I pause to catch my breath. I am sure it is obvious that this “public speaking” thing is new to me. I place my palms on my forehead and mutter “Oh God, help me” as I looks at my notes.

“We should be more supportive of each other. It wasn’t really nice the way we made fun of Sarah when she gave us her story to read, I could see that she was hurt and she’ll never want to share her dreams with us. She probably hasn’t written since then.

I also don’t like the way I’m shunned when I try to speak and the way we don’t give everyone a chance to air their views, our conversations are becoming arguments.

I put on what I think is a confrontational look

“Look , you guys should just get relaxed because I’m going to say everything I have wanted to say for a while.”

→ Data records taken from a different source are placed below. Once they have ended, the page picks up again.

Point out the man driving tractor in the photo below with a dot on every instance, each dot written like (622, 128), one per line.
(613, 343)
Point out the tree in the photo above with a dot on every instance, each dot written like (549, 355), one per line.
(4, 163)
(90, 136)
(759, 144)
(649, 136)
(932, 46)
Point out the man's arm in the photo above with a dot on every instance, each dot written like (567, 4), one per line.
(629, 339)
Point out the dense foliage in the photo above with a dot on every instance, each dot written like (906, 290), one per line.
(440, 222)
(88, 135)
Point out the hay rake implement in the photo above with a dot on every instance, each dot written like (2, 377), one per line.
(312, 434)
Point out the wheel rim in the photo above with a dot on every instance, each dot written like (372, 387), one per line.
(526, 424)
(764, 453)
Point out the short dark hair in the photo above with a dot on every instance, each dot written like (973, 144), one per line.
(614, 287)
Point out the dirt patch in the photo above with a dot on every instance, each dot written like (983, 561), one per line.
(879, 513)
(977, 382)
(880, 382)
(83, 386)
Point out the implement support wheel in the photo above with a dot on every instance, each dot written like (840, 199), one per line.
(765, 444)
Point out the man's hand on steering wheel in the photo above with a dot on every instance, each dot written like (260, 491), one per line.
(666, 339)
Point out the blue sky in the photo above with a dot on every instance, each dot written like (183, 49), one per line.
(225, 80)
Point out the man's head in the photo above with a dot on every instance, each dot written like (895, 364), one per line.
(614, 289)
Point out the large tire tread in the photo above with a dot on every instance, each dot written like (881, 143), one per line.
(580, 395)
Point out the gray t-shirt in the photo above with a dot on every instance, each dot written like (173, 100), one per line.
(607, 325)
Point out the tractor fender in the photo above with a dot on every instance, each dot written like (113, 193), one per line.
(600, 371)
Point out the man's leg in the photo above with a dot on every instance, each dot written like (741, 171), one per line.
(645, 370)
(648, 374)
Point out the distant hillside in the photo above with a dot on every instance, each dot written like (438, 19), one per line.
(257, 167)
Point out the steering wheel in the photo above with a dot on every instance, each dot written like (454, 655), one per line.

“I think we should be more loving and caring. I know we’re not softies but we’re friends and this should be a safe place where we can tell our struggles and comfort each other.”

I stretch my left hand to the side as if pointing to an imaginary person

“I don’t like that we’re ignoring the fact that Stephen is continually thinking of how to pay his school fees, how to help his brother with getting admission or where his next meal will come from and we’ve never thought of going to visit Ore’s mother in the hospital together. We’ve never thought of praying together for God to see us through.”

A slight ache visits my forehead so I go to the bathroom and pour water on my head.

I return and pick the notebook but it slips from my fingers

“Every time we plan to study only Sarah and I show up and we know Sarah needs all the help she can get , the way we handled last semester exams really wasn’t fair.

All we do is laugh and I am tired of it. We make fun of each other and we all have to laugh even when such jokes go too far.

Some stupid university policy comes out and we laugh, a lecturer threatens to destroy our lives and we laugh, prices of things go up to a hundred fold and we laugh-“

My voice breaks and I suddenly feel dizzy so I reach for a chair. The tears can’t help but come

“My father dies and we laugh. We laugh and then go back to our rooms to cry ourselves sore”

I am wet from the water I poured on my head and the water coming from my eyes but don’t bother to look for tissue paper.

“We wipe our eyes and repeat the same routine. We are no different from a community of alcoholics and drug addicts who do what they do to forget their sorrows for ten minutes.”